Кит Стивенсон: Коллеги беспокоятся обо мне. Я участник многих международных проектов, там есть люди не только из США, но и со всего мира. И сейчас, к сожалению, коллегам из таких стран, как Финляндия, Швеция, Франция, Германия, Великобритания, не разрешено официально сотрудничать со мной. На данный момент ситуация такая. Мне лично кажется, что это вредит и мне, и им. Я могу понять позицию некоторых обществ, групп, которые по разным причинам и убеждениям стремятся наказывать, отменять любые отношения с россиянами и аффилированными с российскими организациями лицами. Но почему под удар должны попадать ни в чем не повинные ученые, да еще и студенты? Вот этого я не понимаю.

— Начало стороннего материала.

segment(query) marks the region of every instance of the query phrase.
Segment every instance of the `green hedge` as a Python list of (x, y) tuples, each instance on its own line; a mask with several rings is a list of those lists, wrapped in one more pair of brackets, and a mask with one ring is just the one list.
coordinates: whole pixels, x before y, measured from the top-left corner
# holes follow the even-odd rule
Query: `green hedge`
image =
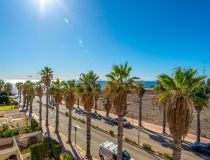
[(31, 147), (31, 160), (40, 160), (48, 157), (50, 153), (50, 143), (38, 143), (34, 144)]
[(52, 143), (51, 151), (52, 151), (53, 157), (56, 160), (59, 160), (60, 154), (62, 153), (62, 145)]
[(76, 160), (75, 158), (71, 157), (68, 153), (64, 152), (60, 155), (61, 160)]
[(19, 129), (8, 129), (0, 133), (0, 136), (3, 138), (7, 138), (7, 137), (16, 136), (18, 134), (19, 134)]

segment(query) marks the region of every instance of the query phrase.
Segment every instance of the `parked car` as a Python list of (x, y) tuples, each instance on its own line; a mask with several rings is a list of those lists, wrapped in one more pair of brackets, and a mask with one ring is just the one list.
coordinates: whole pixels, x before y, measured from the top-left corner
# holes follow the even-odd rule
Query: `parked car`
[(113, 119), (111, 117), (104, 117), (104, 122), (110, 125), (115, 125), (115, 123), (113, 122)]
[(102, 119), (102, 116), (99, 115), (99, 114), (97, 114), (97, 113), (91, 113), (91, 116), (92, 116), (92, 118), (94, 118), (94, 119), (98, 119), (98, 120), (101, 120), (101, 119)]
[(192, 144), (191, 148), (196, 152), (210, 155), (210, 143), (205, 144), (196, 142)]
[[(113, 122), (115, 123), (115, 124), (118, 124), (118, 118), (114, 118), (113, 119)], [(125, 118), (123, 119), (123, 126), (124, 127), (129, 127), (131, 124), (130, 124), (130, 122), (128, 122)]]
[(82, 115), (85, 115), (85, 114), (86, 114), (86, 112), (83, 111), (83, 110), (80, 109), (80, 108), (76, 108), (74, 112), (77, 113), (77, 114), (82, 114)]
[[(99, 148), (99, 157), (101, 160), (117, 160), (117, 145), (110, 141), (102, 143)], [(125, 149), (123, 149), (122, 160), (134, 159), (131, 158), (131, 156)]]

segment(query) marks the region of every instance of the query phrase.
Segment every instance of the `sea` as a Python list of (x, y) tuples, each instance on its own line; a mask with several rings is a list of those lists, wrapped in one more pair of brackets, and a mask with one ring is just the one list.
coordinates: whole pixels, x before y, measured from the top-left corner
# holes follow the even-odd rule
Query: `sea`
[[(5, 82), (9, 82), (13, 84), (13, 93), (17, 94), (17, 89), (15, 87), (15, 84), (17, 82), (25, 82), (26, 80), (5, 80)], [(32, 82), (37, 82), (38, 80), (31, 80)], [(105, 87), (107, 81), (98, 81), (98, 83), (101, 85), (102, 88)], [(150, 88), (150, 87), (154, 87), (157, 85), (156, 81), (142, 81), (144, 83), (144, 87), (145, 88)]]

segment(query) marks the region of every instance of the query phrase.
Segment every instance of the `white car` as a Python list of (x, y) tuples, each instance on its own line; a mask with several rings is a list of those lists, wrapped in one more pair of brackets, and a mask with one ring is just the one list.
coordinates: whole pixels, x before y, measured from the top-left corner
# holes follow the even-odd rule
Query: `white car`
[[(99, 156), (101, 160), (117, 160), (117, 145), (110, 141), (106, 141), (100, 144)], [(131, 158), (131, 156), (128, 154), (128, 152), (125, 149), (123, 149), (122, 160), (134, 160), (134, 159)]]

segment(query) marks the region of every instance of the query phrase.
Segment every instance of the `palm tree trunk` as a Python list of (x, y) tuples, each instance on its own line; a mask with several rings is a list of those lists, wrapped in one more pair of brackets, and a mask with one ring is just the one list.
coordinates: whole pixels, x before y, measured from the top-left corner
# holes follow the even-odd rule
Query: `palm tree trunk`
[(91, 112), (87, 112), (87, 148), (86, 148), (86, 157), (91, 158), (90, 154), (90, 145), (91, 145)]
[(174, 138), (173, 160), (181, 160), (181, 139)]
[(26, 96), (23, 96), (23, 108), (24, 109), (26, 107)]
[(166, 133), (166, 106), (163, 106), (163, 133)]
[(79, 97), (77, 98), (77, 108), (79, 108)]
[(56, 104), (56, 117), (55, 117), (55, 133), (58, 133), (59, 126), (59, 104)]
[(48, 115), (49, 115), (49, 87), (47, 86), (47, 90), (46, 90), (46, 121), (45, 121), (45, 125), (48, 126)]
[(28, 110), (28, 106), (29, 106), (29, 97), (28, 96), (26, 96), (27, 98), (26, 98), (26, 100), (27, 100), (27, 102), (26, 102), (26, 110)]
[(200, 142), (201, 137), (201, 124), (200, 124), (200, 110), (197, 110), (197, 142)]
[(21, 103), (21, 100), (22, 100), (22, 94), (20, 92), (20, 100), (19, 100), (19, 103)]
[(122, 148), (123, 148), (123, 116), (118, 115), (118, 136), (117, 136), (118, 152), (117, 159), (122, 160)]
[(71, 127), (72, 127), (72, 107), (69, 106), (69, 132), (68, 132), (68, 143), (71, 143)]
[(109, 117), (109, 112), (108, 111), (106, 111), (106, 117)]
[(142, 97), (139, 97), (139, 127), (142, 127)]
[(95, 96), (95, 113), (97, 113), (97, 109), (98, 109), (98, 104), (97, 104), (97, 101), (98, 101), (98, 98)]
[(39, 97), (39, 125), (42, 126), (42, 97)]
[(32, 104), (33, 104), (33, 101), (30, 100), (30, 102), (29, 102), (29, 105), (30, 105), (30, 108), (29, 108), (29, 118), (32, 118)]

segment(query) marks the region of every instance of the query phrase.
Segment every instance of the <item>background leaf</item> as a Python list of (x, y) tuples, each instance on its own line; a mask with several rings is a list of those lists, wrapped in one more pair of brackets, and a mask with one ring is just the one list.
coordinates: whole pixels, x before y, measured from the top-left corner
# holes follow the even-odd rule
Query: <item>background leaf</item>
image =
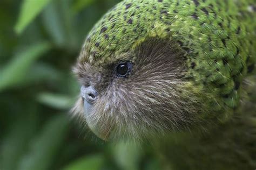
[(22, 81), (30, 66), (50, 48), (49, 42), (39, 42), (17, 54), (0, 73), (0, 91)]
[(24, 0), (15, 25), (16, 33), (21, 34), (51, 0)]
[(101, 169), (104, 161), (104, 158), (102, 154), (86, 155), (71, 163), (63, 170), (99, 170)]

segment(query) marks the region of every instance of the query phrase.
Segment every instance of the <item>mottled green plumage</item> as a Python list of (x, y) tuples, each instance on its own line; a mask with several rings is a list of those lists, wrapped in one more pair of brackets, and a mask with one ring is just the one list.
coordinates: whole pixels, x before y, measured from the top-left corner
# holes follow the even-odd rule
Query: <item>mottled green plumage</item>
[(190, 81), (184, 88), (214, 98), (201, 101), (208, 107), (202, 116), (224, 121), (254, 67), (255, 13), (253, 0), (124, 1), (89, 33), (82, 52), (90, 56), (82, 60), (106, 62), (150, 37), (170, 38), (186, 53)]
[[(212, 169), (253, 167), (256, 165), (256, 101), (247, 94), (248, 88), (253, 91), (256, 87), (255, 76), (248, 78), (255, 75), (256, 1), (124, 1), (93, 28), (79, 61), (100, 65), (124, 60), (123, 54), (152, 38), (169, 40), (184, 54), (185, 83), (179, 89), (184, 98), (194, 97), (199, 104), (195, 106), (198, 119), (204, 123), (199, 126), (208, 129), (204, 127), (206, 124), (213, 127), (223, 123), (207, 129), (210, 134), (201, 138), (201, 134), (173, 134), (169, 148), (163, 150), (166, 158), (172, 160), (171, 167), (205, 169), (211, 162), (226, 159)], [(191, 159), (197, 153), (203, 162)], [(211, 155), (206, 158), (207, 154)]]

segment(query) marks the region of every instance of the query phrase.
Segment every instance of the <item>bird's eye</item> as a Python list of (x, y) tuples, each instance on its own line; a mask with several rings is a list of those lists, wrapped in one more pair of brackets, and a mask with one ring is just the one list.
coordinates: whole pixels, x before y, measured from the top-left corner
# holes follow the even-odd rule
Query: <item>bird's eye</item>
[(132, 64), (130, 62), (122, 62), (118, 63), (115, 68), (115, 73), (117, 77), (127, 77), (131, 73)]

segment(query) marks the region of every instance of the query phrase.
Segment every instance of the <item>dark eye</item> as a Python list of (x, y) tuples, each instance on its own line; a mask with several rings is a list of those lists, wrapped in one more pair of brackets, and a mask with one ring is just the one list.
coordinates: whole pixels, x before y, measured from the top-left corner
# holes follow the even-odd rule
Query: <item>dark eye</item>
[(122, 62), (116, 66), (115, 72), (118, 77), (127, 77), (132, 68), (132, 64), (130, 62)]

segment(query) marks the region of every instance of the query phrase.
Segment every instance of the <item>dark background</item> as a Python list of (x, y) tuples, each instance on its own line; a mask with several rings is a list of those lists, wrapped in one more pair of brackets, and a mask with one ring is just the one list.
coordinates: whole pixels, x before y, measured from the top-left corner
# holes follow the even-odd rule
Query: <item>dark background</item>
[(72, 121), (83, 40), (118, 0), (0, 0), (0, 169), (156, 169)]

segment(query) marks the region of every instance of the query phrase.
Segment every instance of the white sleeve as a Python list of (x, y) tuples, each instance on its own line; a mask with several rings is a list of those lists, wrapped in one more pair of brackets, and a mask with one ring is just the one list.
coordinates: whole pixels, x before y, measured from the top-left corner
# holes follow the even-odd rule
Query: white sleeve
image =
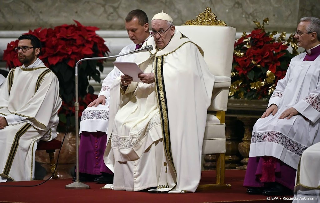
[(15, 114), (11, 114), (8, 116), (4, 116), (7, 120), (7, 122), (9, 125), (14, 125), (21, 122), (24, 122), (30, 119), (28, 117), (18, 116)]
[[(121, 50), (119, 54), (121, 54), (125, 52), (126, 47), (124, 47)], [(116, 59), (116, 61), (121, 61), (121, 57), (117, 57)], [(108, 75), (107, 76), (106, 78), (103, 80), (103, 82), (102, 83), (102, 87), (101, 88), (101, 90), (100, 90), (100, 93), (99, 93), (99, 97), (100, 95), (104, 95), (107, 98), (110, 96), (110, 87), (112, 82), (116, 78), (117, 78), (120, 75), (122, 74), (121, 72), (116, 68), (115, 66), (113, 68), (112, 70), (111, 71)]]

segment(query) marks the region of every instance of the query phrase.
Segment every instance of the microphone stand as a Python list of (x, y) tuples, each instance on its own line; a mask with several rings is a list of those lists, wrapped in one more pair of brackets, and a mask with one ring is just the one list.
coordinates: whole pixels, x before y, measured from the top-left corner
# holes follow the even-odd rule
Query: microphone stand
[(95, 57), (83, 59), (76, 64), (76, 102), (75, 102), (75, 110), (76, 117), (76, 181), (64, 186), (66, 189), (89, 189), (90, 186), (80, 182), (79, 180), (79, 103), (78, 102), (78, 65), (82, 61), (91, 60), (104, 60), (114, 57), (125, 56), (128, 54), (138, 53), (141, 51), (148, 51), (152, 50), (152, 46), (148, 45), (140, 49), (124, 53), (121, 54), (116, 56), (111, 56), (105, 57)]

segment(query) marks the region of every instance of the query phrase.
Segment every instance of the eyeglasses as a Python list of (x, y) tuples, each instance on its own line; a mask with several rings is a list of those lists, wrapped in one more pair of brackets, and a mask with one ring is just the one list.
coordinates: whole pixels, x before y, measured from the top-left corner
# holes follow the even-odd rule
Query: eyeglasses
[(303, 34), (307, 34), (307, 33), (308, 33), (308, 34), (309, 34), (310, 33), (312, 33), (313, 32), (299, 32), (298, 31), (296, 31), (295, 32), (294, 32), (294, 35), (298, 35), (298, 36), (300, 36), (301, 35), (303, 35)]
[(159, 34), (159, 35), (162, 35), (164, 34), (164, 33), (168, 30), (169, 29), (169, 28), (171, 27), (171, 26), (170, 26), (169, 27), (166, 29), (165, 31), (164, 31), (163, 30), (160, 30), (160, 31), (158, 31), (158, 32), (156, 32), (155, 31), (150, 31), (150, 35), (151, 36), (155, 36), (157, 33)]
[(18, 47), (14, 49), (14, 51), (16, 51), (16, 52), (18, 53), (18, 52), (19, 52), (19, 51), (20, 51), (20, 50), (22, 49), (22, 52), (25, 52), (32, 48), (34, 48), (34, 47), (28, 47), (27, 46), (24, 46), (21, 47)]

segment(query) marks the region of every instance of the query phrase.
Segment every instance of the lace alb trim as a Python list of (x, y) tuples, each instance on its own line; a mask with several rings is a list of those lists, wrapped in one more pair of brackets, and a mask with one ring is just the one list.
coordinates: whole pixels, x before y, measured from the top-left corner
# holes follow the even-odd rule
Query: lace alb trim
[(282, 96), (283, 95), (283, 93), (282, 92), (274, 92), (272, 95), (271, 95), (271, 97), (270, 97), (271, 99), (272, 98), (273, 98), (274, 97), (278, 97), (279, 98), (282, 98)]
[(287, 150), (301, 156), (307, 147), (276, 131), (254, 132), (251, 143), (273, 142), (283, 146)]
[(102, 88), (101, 88), (101, 90), (100, 91), (102, 92), (105, 91), (106, 91), (110, 92), (110, 87), (109, 86), (104, 86), (102, 87)]
[(133, 147), (140, 143), (149, 134), (151, 129), (161, 125), (160, 115), (157, 113), (151, 119), (146, 128), (140, 130), (135, 135), (126, 136), (125, 137), (112, 134), (111, 138), (111, 146), (112, 148), (125, 149)]
[(313, 108), (320, 112), (320, 98), (315, 94), (311, 94), (304, 99), (307, 103), (313, 107)]
[(81, 117), (81, 121), (88, 119), (109, 121), (109, 110), (84, 109)]

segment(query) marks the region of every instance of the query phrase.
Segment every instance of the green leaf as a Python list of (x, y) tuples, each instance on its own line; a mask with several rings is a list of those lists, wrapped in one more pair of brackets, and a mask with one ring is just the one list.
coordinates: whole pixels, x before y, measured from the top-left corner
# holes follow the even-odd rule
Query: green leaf
[(262, 66), (261, 66), (261, 70), (262, 71), (262, 73), (263, 74), (267, 73), (267, 72), (268, 71), (268, 70), (269, 69), (268, 69), (268, 68), (265, 67), (262, 67)]
[(248, 78), (252, 80), (253, 78), (254, 77), (254, 72), (253, 70), (250, 71), (247, 74), (247, 76), (248, 77)]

Хенни Уэрдан: Сотрудничество с иностранцами бывает двух типов: формальное и неформальное. Формальное — это работа в рамках международных соглашений, в том числе европейские проекты. Неформальное выстраивается на основе личных контактов, через общих знакомых, которых мы знаем по прежней работе, и т. д. В настоящее время мое сотрудничество с зарубежными коллегами носит неформальный характер и строится на общих научных интересах и совместной работе «на себя» и на благо наших студентов. С такими партнерами меня связывают многолетние дружеские отношения, и с их стороны я сейчас не чувствую никакого негатива. Единственное, что их беспокоит, — все ли у меня в порядке в моей повседневной жизни. Им достаточно знать, что я в безопасности и могу дальше заниматься наукой и преподавать. Но повторю, что речь о сотрудничестве, которое строится на неформальных отношениях, ведь оно есть всегда.
Павлос Лагудакис: Действительно, ряд стран прекратили официальное сотрудничество, и нашей лаборатории это тоже коснулось — в частности, одного из наших российско-немецких проектов. Однако неформальное сотрудничество, персональные контакты — все это по-прежнему поощряется, ведь наука не знает границ. Я не политик, но если говорить о науке, то люди понимают: за фасадом политики существует международная наука, в которой прогресс возможен только при вкладе всех ученых. В науке нельзя строить стены: от этого будут негативные последствия для ученых всего мира.